The story is about a bear and a tiger, two friends who live happily in the countryside. The bear spends his days fishing while the tiger likes to spend time in the woods. One day the bear finds a box of bananas in the woods and on it is the word "Panama." The box and the bananas smell so sweet and wonderful that the bear is convinced that the whole country of Panama must smell this way. Bear decides that he and his friend Tiger must go to Panama, the land of his dreams that surely must be the best place in the world since it smells like bananas. They head out with no direction merely walking in circles yet making new discoveries along the way. And with each new discovery they think they must be in Panama but end up right back in their own yard, suddenly realizing that there's no place like home.
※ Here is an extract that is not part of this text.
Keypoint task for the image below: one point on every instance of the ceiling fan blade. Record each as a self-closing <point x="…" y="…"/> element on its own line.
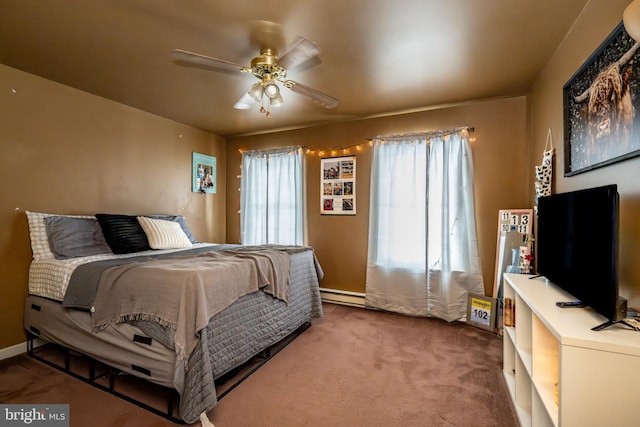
<point x="312" y="94"/>
<point x="302" y="50"/>
<point x="196" y="58"/>
<point x="245" y="102"/>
And those of us that live in Panama know for sure that Panama smells like many things but not so much like bananas. In fact we joke with other expats all the time that we must reek of onions because we eat so many of them. We mix raw onions, green peppers, and tomatoes, with mostly everything that we eat. With eggs for breakfast, with tuna or chicken for lunch, and with chicken or fish for dinner pretty much everyday so for those that meet us, Panama smells like onions. And garlic is used in large amounts here too as flavoring and is quite cheap, so between the raw onions and garlic, tourists probably leave Panama thinking that it smells like onions and garlic.
But that doesn't mean we don't have bananas here because we do have tons. I believe I've heard there are five types of bananas here including red bananas whose reddish-purplish look messes with my mind, since bananas aren't supposed to look that way. Although they do taste like a regular banana they seem to have less flavor than the yellow variety, but maybe that's just in my head? The best bananas are probably the tiny, little, very dense bananas about half the size of a normal banana. They're very sweet and never found in grocery stores but only at roadside stands and certainly live up to the saying "great things come in small packages."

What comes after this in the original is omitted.